カリ・ユガは、 グレゴリアン暦いうと、紀元前3,102年1月23日に始まったとされています。現在は西暦2016年ですので、まだおよそ426,880年もカリ・ユガが続くことになります。平和な時代が早く到来することを切に願うわたしたちにとっては、気の遠くなる話かもしれません。しかし、古代の聖者たちは、悪の支配するこの時代に生まれることを希求していました。それは、この時代に生まれた人は、神の御名(みな)・マントラを唱えるだけで、悟りに達することができると言われるからです。
この時代に生まれた幸運を生かして、新たなよい一年をお迎えください。

参照:
Swami Jnaneshvara Bharati, Meaning of 108 beads on a mala, http://www.swamij.com/108.htm
Wikipedia, “Kali Yuga”, http://en.wikipedia.org/wiki/Kali_Yuga

  1. 薗田さま:「9」には不思議な因縁がありますね。私は音楽を聴くのが好きなのですが、ベートヴェン、シューベルト、ブルックナー、マーラー、いずれも番号つき交響曲は9番(マーラーは10番の一部がありますが)で遺作となっています。とくにブルックナーは9番を「愛する神」に捧げました。カトリックの伝統文化の中に生涯を捧送ったこれら作曲家たちにも、「9」という数字を通して、神の神秘が啓示されたのかもしれませんね。それでは良いお年をお迎え下さい。

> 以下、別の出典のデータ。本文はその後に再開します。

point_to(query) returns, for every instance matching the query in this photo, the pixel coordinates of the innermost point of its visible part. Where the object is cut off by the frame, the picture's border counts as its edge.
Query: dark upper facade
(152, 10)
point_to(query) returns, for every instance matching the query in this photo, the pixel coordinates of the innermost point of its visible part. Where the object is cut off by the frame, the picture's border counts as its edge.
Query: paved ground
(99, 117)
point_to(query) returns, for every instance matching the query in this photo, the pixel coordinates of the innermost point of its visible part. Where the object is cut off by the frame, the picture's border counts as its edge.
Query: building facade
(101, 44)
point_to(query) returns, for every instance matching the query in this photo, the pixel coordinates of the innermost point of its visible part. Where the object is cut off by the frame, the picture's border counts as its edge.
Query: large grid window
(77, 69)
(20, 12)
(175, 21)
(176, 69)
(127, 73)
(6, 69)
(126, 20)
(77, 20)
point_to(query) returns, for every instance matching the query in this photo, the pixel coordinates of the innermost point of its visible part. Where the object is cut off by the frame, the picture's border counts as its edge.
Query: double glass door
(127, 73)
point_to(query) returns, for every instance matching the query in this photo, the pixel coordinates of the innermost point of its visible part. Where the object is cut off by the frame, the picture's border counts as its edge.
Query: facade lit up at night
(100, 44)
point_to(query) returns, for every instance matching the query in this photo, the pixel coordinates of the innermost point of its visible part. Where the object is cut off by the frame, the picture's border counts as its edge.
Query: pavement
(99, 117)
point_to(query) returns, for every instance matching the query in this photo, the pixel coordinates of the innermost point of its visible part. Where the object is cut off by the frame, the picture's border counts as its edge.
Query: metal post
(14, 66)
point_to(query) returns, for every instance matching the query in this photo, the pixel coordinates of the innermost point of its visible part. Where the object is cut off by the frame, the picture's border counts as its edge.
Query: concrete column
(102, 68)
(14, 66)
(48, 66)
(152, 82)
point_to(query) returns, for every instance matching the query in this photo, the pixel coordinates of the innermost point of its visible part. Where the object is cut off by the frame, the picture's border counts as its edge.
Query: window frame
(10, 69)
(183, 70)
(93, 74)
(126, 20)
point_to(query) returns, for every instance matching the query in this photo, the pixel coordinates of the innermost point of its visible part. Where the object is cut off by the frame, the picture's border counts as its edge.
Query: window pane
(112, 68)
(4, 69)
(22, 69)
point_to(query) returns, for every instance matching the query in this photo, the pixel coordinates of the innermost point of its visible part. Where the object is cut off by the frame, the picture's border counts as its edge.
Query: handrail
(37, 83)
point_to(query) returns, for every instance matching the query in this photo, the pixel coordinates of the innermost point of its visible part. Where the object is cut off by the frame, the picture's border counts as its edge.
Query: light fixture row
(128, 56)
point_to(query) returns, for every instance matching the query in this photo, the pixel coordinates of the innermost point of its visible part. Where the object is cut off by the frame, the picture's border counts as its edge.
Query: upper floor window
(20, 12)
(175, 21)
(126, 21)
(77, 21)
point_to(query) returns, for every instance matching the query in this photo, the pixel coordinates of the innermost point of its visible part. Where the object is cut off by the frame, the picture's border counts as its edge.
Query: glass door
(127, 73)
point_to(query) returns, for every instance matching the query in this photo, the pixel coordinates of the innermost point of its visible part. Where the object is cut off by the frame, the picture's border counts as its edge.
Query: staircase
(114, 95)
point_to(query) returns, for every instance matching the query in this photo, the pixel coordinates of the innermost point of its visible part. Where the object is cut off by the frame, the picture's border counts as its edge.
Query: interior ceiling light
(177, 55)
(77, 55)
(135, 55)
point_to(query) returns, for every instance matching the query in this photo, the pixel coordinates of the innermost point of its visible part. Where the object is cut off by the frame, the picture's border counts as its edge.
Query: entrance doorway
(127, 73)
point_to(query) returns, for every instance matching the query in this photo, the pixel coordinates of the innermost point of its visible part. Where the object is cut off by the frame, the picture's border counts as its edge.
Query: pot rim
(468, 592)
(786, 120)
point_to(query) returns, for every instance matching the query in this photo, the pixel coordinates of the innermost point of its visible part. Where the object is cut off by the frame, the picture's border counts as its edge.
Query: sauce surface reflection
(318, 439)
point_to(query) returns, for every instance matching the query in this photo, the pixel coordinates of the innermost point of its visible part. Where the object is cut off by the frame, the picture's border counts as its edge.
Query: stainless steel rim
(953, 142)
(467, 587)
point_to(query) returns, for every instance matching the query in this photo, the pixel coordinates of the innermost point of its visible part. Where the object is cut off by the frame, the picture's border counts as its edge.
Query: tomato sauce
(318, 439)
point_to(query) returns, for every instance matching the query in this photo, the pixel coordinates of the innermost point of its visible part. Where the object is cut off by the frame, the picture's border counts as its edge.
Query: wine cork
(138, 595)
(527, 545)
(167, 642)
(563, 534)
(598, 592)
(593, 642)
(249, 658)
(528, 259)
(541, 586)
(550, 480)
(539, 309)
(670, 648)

  2. 「9」は、日本では忌み嫌われる意味合いがありますが、実はとても神秘的な数字ですね。数学的にも、9の倍数の各位の和は、必ず9になるという性質がありますが、とても不思議です。今年一年間ありがとうございました。良いお年をお迎えください。

  3. 謹賀新年、今年もよろしくお願い申し上げます。108は、奥深い意味が含まれているようですね。今後も色々とお教えください。

  4. あけましておめでとうございます。インドでは、太古から9の数が神聖視されてきましたが、自然界でも、9を基準に考えてみると(9進数)、新たな自然法則が見えてくるかもしれないですね。本年もどうぞよろしくお願い申し上げます。